Selecteer een pagina

HR 23 december 2022 ECLI:NL:HR:2022:1937

Gelet op de aard van een het verzoek om een machtiging op de voet van art. 26 Wzd, te weten vrijheidsbeneming, dient bewijs te worden verstrekt van de bevoegdheid van de desbetreffende medewerker van het Centrum Indicatiestelling Zorg (CIZ) om een dergelijk verzoek in te dienen, als de betrokkene hierom verzoekt.

Achtergrond

Tijdens de mondelinge behandeling bij de rechtbank had de advocaat van betrokkene aangevoerd dat niet bleek van bevoegdheid van de desbetreffende medewerker van het CIZ om een verzoekschrift op de voet van art. 26 Wzd in te dienen, zodat het verzoek niet-ontvankelijk diende te worden verklaard.

De rechtbank had in dit verband overwogen dat er in zijn algemeenheid van mag worden uitgegaan dat bij de uitvoering van taken als deze de desbetreffende medewerker bevoegd is zijn administratieve taak uit te voeren onder verantwoordelijkheid van het CIZ, tenzij blijkt van concrete feiten en omstandigheden die in een individuele zaak aan de bevoegdheid doen twijfelen.

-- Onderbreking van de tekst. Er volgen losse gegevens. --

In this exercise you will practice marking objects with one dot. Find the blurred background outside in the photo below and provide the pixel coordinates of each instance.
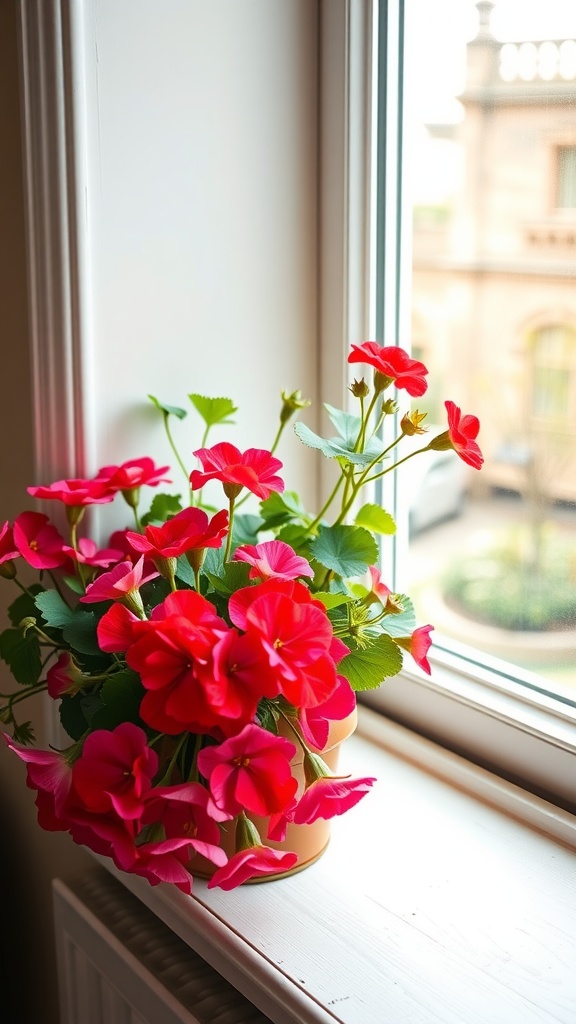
(490, 151)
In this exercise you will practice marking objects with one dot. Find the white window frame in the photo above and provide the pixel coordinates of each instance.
(477, 710)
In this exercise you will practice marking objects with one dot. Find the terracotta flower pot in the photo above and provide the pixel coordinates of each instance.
(307, 841)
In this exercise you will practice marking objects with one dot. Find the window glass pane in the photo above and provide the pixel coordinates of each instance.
(567, 175)
(490, 146)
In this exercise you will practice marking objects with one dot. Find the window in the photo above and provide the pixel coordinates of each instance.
(566, 195)
(552, 351)
(464, 167)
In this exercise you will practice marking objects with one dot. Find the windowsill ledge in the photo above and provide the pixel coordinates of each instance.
(445, 895)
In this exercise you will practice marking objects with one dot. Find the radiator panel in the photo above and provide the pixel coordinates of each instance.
(118, 964)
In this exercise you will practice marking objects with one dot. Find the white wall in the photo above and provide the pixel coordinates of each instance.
(201, 182)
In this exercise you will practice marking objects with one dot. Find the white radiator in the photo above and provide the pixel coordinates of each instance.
(120, 965)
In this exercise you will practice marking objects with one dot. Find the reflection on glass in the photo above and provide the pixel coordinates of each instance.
(491, 158)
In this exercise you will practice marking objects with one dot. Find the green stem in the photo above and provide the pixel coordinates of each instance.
(325, 507)
(231, 521)
(30, 691)
(395, 465)
(175, 451)
(165, 780)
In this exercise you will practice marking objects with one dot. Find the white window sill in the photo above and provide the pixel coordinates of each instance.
(437, 901)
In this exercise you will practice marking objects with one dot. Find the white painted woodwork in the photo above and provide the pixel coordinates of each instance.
(446, 895)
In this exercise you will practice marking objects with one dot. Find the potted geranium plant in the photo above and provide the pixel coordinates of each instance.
(202, 657)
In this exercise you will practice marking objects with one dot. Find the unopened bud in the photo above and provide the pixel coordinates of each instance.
(410, 424)
(360, 388)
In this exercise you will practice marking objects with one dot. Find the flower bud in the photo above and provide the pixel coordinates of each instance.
(360, 388)
(389, 407)
(410, 424)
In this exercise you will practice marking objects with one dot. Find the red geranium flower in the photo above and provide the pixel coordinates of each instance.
(116, 769)
(250, 771)
(273, 559)
(315, 722)
(418, 645)
(64, 676)
(115, 630)
(463, 431)
(188, 529)
(296, 635)
(394, 364)
(38, 542)
(133, 474)
(173, 653)
(254, 469)
(77, 493)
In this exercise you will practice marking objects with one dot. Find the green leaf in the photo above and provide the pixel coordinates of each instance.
(234, 577)
(404, 624)
(184, 570)
(213, 411)
(245, 529)
(22, 654)
(341, 448)
(73, 715)
(345, 550)
(53, 608)
(25, 605)
(168, 410)
(120, 699)
(332, 600)
(366, 668)
(162, 508)
(81, 632)
(376, 519)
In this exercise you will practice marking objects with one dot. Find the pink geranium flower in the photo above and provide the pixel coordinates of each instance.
(8, 550)
(394, 365)
(87, 553)
(189, 529)
(463, 431)
(188, 811)
(254, 469)
(132, 474)
(273, 559)
(253, 862)
(64, 676)
(124, 580)
(116, 769)
(47, 771)
(250, 771)
(326, 796)
(76, 493)
(418, 645)
(38, 542)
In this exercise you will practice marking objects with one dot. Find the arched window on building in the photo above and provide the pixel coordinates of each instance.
(552, 397)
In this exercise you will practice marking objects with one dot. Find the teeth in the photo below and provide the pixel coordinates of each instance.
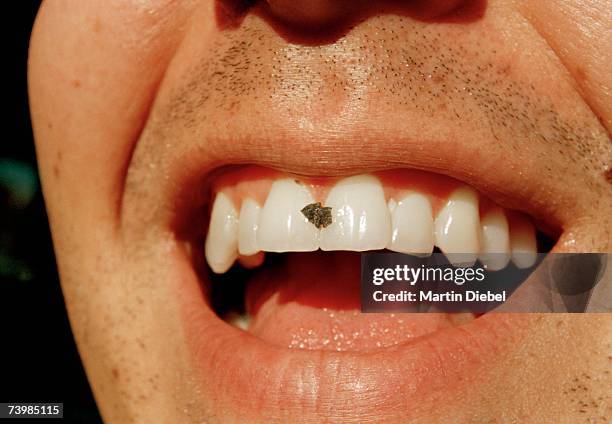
(457, 227)
(252, 261)
(412, 225)
(221, 247)
(247, 227)
(495, 240)
(523, 242)
(282, 227)
(361, 218)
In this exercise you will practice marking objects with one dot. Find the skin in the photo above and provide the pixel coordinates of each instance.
(133, 103)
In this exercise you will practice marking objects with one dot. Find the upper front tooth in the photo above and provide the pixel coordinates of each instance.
(412, 225)
(247, 227)
(523, 242)
(495, 239)
(282, 226)
(221, 247)
(457, 227)
(360, 217)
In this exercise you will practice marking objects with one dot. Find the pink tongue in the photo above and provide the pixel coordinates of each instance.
(312, 302)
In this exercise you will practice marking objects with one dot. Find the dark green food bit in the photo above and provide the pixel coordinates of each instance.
(318, 215)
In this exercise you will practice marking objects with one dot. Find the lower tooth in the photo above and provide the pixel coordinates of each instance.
(412, 225)
(360, 217)
(252, 261)
(523, 242)
(282, 227)
(247, 227)
(457, 227)
(221, 249)
(495, 240)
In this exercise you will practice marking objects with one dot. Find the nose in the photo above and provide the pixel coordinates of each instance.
(323, 13)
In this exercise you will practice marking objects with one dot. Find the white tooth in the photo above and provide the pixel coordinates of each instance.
(495, 239)
(222, 239)
(457, 227)
(247, 227)
(360, 216)
(242, 321)
(523, 242)
(252, 261)
(412, 225)
(282, 225)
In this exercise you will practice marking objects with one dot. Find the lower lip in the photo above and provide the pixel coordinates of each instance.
(252, 378)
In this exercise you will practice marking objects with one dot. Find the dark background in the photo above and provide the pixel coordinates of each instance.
(38, 358)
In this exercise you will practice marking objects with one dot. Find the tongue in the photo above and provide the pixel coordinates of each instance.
(311, 301)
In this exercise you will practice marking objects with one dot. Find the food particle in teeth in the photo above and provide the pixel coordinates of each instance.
(319, 216)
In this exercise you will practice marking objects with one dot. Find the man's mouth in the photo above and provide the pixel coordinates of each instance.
(305, 294)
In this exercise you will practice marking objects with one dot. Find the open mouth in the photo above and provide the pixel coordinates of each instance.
(281, 299)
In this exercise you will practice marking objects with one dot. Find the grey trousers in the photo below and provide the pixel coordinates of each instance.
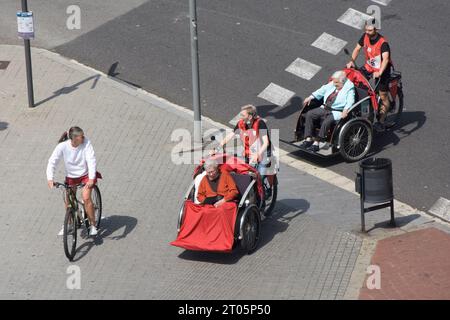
(326, 118)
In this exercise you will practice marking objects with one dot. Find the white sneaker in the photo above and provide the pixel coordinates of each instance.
(92, 231)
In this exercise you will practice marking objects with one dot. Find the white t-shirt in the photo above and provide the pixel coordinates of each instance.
(78, 161)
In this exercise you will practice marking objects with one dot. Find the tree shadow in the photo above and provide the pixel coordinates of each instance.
(108, 227)
(284, 212)
(70, 89)
(114, 74)
(381, 141)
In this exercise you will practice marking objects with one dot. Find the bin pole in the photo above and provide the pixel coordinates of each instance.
(392, 213)
(28, 63)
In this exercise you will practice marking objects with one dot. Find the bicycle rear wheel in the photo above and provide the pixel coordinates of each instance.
(70, 234)
(97, 201)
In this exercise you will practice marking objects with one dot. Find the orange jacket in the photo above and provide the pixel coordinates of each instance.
(226, 188)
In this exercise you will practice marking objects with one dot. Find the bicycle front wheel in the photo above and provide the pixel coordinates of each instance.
(70, 234)
(97, 201)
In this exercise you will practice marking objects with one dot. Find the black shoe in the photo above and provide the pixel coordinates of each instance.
(314, 148)
(306, 144)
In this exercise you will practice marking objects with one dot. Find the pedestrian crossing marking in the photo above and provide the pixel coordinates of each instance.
(303, 69)
(276, 94)
(329, 43)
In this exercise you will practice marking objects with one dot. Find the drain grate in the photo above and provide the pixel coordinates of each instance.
(4, 65)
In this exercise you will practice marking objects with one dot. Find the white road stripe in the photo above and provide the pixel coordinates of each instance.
(354, 18)
(276, 95)
(303, 69)
(441, 209)
(382, 2)
(329, 43)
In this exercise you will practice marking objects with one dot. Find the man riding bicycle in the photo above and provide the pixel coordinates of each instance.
(80, 166)
(253, 132)
(378, 64)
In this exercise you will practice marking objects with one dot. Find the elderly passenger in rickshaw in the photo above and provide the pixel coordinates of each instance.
(216, 187)
(328, 104)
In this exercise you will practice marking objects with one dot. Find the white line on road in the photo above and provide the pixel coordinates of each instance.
(441, 209)
(329, 43)
(382, 2)
(354, 18)
(276, 95)
(303, 69)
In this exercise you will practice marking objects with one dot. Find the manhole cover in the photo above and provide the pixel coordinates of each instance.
(4, 65)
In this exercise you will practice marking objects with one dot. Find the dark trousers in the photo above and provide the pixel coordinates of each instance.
(325, 117)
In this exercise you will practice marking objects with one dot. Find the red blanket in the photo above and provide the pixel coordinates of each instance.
(206, 228)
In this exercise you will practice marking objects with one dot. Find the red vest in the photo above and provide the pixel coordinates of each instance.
(248, 136)
(373, 54)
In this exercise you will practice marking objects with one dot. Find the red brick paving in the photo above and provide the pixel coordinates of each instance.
(415, 265)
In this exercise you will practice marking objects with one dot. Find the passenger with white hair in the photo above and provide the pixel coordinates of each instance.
(216, 187)
(328, 104)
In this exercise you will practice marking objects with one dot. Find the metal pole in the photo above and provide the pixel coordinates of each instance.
(28, 63)
(195, 72)
(363, 187)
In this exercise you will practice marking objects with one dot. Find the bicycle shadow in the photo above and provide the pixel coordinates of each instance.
(109, 226)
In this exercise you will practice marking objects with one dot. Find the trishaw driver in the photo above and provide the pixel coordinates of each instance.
(253, 133)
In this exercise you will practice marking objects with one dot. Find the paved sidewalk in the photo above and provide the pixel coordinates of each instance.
(311, 247)
(414, 266)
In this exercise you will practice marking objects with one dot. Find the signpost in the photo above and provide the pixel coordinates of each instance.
(25, 28)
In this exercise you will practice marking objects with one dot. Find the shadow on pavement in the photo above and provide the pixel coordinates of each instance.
(108, 227)
(112, 73)
(285, 211)
(3, 125)
(400, 221)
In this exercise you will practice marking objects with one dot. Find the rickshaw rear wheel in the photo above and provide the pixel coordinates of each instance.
(355, 141)
(251, 229)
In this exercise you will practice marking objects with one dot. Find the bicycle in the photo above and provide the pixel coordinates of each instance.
(76, 215)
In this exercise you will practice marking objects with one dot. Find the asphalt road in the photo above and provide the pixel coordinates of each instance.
(245, 45)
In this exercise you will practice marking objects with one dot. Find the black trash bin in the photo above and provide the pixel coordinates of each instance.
(374, 184)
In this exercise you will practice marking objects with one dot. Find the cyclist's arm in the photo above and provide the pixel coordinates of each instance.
(355, 52)
(264, 146)
(91, 161)
(385, 62)
(53, 161)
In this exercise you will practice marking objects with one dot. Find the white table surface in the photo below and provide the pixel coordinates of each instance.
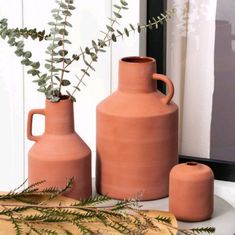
(223, 218)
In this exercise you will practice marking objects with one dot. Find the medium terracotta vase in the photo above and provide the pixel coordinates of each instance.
(137, 133)
(59, 154)
(191, 194)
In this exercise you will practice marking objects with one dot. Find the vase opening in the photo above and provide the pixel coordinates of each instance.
(136, 59)
(192, 163)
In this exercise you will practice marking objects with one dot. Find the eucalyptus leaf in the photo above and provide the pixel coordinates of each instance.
(117, 14)
(63, 52)
(126, 32)
(65, 82)
(66, 13)
(71, 7)
(27, 54)
(114, 39)
(63, 32)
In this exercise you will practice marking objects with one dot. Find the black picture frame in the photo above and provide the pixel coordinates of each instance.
(156, 48)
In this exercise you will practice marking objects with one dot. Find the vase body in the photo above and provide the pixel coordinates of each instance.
(137, 133)
(59, 154)
(191, 192)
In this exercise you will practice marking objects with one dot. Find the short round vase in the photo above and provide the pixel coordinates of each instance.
(191, 192)
(136, 134)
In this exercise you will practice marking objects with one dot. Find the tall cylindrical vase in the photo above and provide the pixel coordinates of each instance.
(137, 134)
(60, 153)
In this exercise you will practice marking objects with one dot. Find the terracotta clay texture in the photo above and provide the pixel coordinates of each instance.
(191, 192)
(59, 153)
(137, 133)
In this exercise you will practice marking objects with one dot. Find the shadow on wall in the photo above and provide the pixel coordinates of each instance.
(223, 108)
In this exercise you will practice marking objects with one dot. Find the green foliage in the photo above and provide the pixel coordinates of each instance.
(122, 216)
(203, 230)
(53, 81)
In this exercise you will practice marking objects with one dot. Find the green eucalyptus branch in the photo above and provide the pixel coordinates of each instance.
(115, 34)
(52, 81)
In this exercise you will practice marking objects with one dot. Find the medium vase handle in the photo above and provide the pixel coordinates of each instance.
(30, 136)
(166, 99)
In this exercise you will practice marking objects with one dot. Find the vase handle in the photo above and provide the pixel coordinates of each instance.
(30, 136)
(170, 88)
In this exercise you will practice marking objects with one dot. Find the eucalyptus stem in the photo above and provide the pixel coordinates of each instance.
(99, 47)
(107, 39)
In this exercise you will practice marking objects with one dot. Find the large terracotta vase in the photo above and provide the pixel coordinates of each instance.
(59, 154)
(137, 133)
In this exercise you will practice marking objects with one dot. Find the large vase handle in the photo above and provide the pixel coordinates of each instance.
(30, 136)
(170, 88)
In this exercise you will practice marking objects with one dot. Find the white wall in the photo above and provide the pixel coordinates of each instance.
(18, 94)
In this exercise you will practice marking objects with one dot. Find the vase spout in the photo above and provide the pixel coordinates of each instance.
(135, 74)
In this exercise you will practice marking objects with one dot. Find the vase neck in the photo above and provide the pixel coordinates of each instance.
(59, 117)
(135, 74)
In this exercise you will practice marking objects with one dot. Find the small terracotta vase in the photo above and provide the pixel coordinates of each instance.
(137, 134)
(191, 192)
(59, 153)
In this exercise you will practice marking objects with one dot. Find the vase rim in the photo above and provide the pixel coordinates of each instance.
(63, 98)
(138, 59)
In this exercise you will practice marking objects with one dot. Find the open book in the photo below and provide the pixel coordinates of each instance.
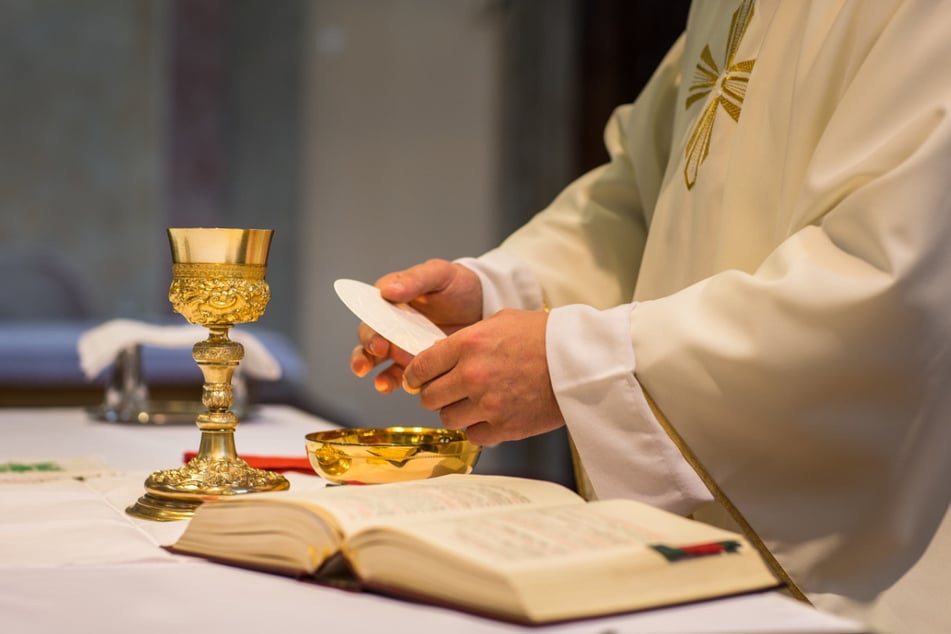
(517, 549)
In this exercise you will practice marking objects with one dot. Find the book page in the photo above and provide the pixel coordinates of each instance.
(355, 507)
(511, 536)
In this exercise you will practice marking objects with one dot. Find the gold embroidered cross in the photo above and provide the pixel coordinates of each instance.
(729, 84)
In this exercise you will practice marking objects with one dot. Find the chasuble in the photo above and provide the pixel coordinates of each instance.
(766, 256)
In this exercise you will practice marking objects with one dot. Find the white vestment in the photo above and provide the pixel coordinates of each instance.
(768, 255)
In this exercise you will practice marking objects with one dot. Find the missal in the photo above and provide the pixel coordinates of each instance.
(516, 549)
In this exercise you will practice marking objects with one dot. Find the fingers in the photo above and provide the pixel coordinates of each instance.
(417, 281)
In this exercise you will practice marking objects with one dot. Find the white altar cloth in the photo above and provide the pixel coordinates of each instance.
(72, 560)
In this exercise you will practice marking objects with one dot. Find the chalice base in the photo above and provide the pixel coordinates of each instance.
(175, 494)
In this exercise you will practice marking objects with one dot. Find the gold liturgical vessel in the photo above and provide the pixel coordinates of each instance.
(217, 282)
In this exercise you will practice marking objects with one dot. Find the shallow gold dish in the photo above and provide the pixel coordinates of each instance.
(389, 454)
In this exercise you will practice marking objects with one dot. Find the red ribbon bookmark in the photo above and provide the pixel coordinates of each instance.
(672, 553)
(272, 463)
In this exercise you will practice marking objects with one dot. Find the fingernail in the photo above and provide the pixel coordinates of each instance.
(382, 384)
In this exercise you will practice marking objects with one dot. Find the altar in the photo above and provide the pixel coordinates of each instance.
(71, 559)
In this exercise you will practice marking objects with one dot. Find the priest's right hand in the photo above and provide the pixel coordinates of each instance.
(447, 293)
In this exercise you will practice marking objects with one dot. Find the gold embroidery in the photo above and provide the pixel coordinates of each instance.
(729, 84)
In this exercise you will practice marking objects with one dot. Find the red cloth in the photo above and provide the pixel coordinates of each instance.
(272, 463)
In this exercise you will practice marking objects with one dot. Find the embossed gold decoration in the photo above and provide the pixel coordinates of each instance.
(728, 86)
(217, 281)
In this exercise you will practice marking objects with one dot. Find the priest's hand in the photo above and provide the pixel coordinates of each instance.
(490, 379)
(449, 294)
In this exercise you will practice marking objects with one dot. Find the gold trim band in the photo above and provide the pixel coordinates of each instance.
(219, 270)
(721, 497)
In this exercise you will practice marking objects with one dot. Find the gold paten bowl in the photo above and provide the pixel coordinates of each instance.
(389, 454)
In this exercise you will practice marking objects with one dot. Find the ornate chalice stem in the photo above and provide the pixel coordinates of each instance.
(218, 281)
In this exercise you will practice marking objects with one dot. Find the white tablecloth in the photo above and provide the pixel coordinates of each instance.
(71, 559)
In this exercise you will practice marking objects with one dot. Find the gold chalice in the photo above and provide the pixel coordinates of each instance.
(217, 281)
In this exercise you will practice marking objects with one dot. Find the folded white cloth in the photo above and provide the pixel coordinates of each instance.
(100, 346)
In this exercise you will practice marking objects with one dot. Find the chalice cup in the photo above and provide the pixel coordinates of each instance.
(217, 281)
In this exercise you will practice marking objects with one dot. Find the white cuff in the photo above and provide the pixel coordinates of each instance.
(507, 282)
(624, 451)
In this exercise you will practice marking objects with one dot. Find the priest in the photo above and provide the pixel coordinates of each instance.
(745, 315)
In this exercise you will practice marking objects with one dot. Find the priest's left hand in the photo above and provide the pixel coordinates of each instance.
(490, 378)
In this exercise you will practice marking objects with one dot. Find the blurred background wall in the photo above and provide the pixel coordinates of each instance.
(370, 134)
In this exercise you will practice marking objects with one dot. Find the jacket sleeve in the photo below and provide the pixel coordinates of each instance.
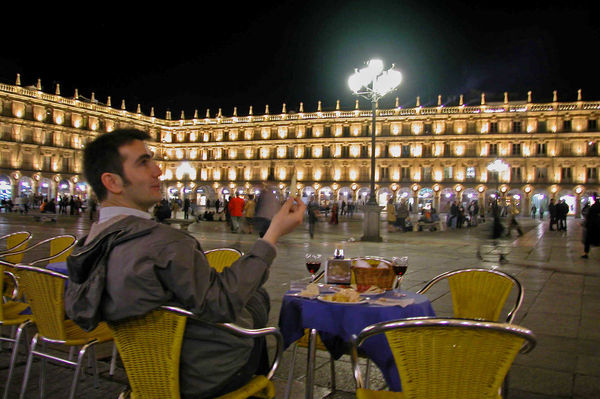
(215, 297)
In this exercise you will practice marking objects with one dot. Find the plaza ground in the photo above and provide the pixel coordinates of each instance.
(561, 303)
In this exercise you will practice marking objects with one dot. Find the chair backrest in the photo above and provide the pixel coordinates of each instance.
(44, 290)
(221, 258)
(15, 242)
(480, 293)
(60, 248)
(150, 346)
(449, 358)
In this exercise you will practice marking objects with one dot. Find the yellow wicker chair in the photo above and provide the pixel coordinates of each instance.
(221, 258)
(480, 293)
(10, 315)
(14, 243)
(150, 348)
(44, 290)
(60, 247)
(446, 358)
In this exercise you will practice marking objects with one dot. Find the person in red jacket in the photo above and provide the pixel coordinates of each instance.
(236, 210)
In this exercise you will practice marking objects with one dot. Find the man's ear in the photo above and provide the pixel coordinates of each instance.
(113, 182)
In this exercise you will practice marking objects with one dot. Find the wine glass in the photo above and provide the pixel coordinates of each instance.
(313, 264)
(400, 265)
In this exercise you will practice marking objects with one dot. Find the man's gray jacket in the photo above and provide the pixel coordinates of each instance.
(143, 265)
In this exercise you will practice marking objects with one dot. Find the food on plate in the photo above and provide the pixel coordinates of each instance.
(369, 289)
(310, 290)
(344, 295)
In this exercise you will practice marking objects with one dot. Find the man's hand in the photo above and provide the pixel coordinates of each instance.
(285, 221)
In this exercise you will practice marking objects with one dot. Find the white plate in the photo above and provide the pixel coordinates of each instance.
(325, 299)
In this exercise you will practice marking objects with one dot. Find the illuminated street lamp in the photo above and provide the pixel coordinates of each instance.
(373, 82)
(498, 166)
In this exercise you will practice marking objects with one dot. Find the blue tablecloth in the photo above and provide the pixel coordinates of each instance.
(337, 322)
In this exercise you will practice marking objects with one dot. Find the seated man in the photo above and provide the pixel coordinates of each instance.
(148, 264)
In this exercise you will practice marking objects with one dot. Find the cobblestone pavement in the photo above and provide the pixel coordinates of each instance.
(561, 306)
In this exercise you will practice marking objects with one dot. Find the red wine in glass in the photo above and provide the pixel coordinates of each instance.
(313, 266)
(399, 270)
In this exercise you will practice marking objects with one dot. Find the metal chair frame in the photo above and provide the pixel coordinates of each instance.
(520, 290)
(20, 321)
(51, 256)
(229, 327)
(86, 344)
(425, 322)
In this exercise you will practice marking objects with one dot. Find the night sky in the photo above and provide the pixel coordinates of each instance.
(177, 56)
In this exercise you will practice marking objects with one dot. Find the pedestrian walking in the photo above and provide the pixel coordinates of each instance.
(591, 227)
(552, 211)
(513, 224)
(313, 216)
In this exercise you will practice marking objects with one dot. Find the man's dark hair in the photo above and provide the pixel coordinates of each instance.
(102, 155)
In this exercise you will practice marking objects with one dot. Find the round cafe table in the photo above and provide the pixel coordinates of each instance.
(337, 322)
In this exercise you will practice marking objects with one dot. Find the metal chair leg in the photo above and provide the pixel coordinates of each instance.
(43, 369)
(28, 366)
(113, 361)
(13, 357)
(288, 386)
(78, 367)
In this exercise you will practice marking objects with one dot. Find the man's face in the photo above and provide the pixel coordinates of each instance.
(141, 184)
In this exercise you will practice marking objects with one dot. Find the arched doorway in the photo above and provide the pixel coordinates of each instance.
(447, 197)
(5, 188)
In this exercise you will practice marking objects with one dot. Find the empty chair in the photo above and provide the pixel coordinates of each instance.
(44, 290)
(60, 247)
(221, 258)
(10, 315)
(12, 246)
(150, 347)
(446, 358)
(479, 293)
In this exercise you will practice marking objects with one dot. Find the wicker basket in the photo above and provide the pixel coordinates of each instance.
(380, 277)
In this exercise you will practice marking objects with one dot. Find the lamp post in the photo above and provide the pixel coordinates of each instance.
(372, 83)
(498, 166)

Advocaat-Generaal Lückers merkt in haar conclusie onder meer op dat de rechtbank hier aansluit bij het overzichtsarrest van het gerechtshof Arnhem/Leeuwarden van 23 december 2019 (ECLI:NL:GHARL:2019:10797).

Hoge Raad

Heel algemeen wijst de Hoge Raad er om te beginnen op dat het CIZ een zelfstandig bestuursorgaan met rechtspersoonlijkheid is en in de Wzd is aangewezen als het orgaan dat een Wzd-machtiging kan verzoeken; dan is het procespartij en wordt het blijkens de Wzd vertegenwoordigd door de voorzitter. Als het verzoek niet door de voorzitter maar door – zoals in dit geval – een juridisch adviseur wordt ingediend, dient deze medewerker daartoe bevoegd te zijn.

Op de toedeling van bevoegdheden aan medewerkers van het CIZ is volgens de Hoge Raad de Awb van toepassing. Met de uitsluiting van toepasselijkheid van de Awb, genoemd in de parlementaire geschiedenis, is volgens de Hoge Raad slechts gedoeld op het uitsluiten van de bestuursrechtelijke rechtsgang. Afdeling 10.1.1 Awb is dan ook van toepassing op de verlening van bevoegdheid aan medewerkers van het CIZ om een verzoekschrift op de voet van art. 26 Wzd in te dienen. De Hoge Raad overweegt vervolgens:

3.4 Het verzoek tot machtiging op de voet van art. 26 Wzd strekt tot (voortzetting van) gedwongen opname, en dus tot (voortduring van) vrijheidsbeneming. Gelet op de aard van een dergelijke maatregel dient bewijs te worden verstrekt van de bevoegdheid van de betrokken medewerker van het CIZ om een dergelijk verzoek in te dienen, als de betrokkene hierom verzoekt. Aan dat verzoek van de betrokkene kunnen geen bijzondere eisen worden gesteld.

Het voorgaande lijdt uitzondering indien de bevoegdheid van de betrokken medewerker blijkt uit een voor een ieder toegankelijk, gepubliceerd besluit van het CIZ. (…)

De Hoge Raad constateert echter dat van dat laatste geen sprake is.

Volgt vernietiging en terugverwijzing.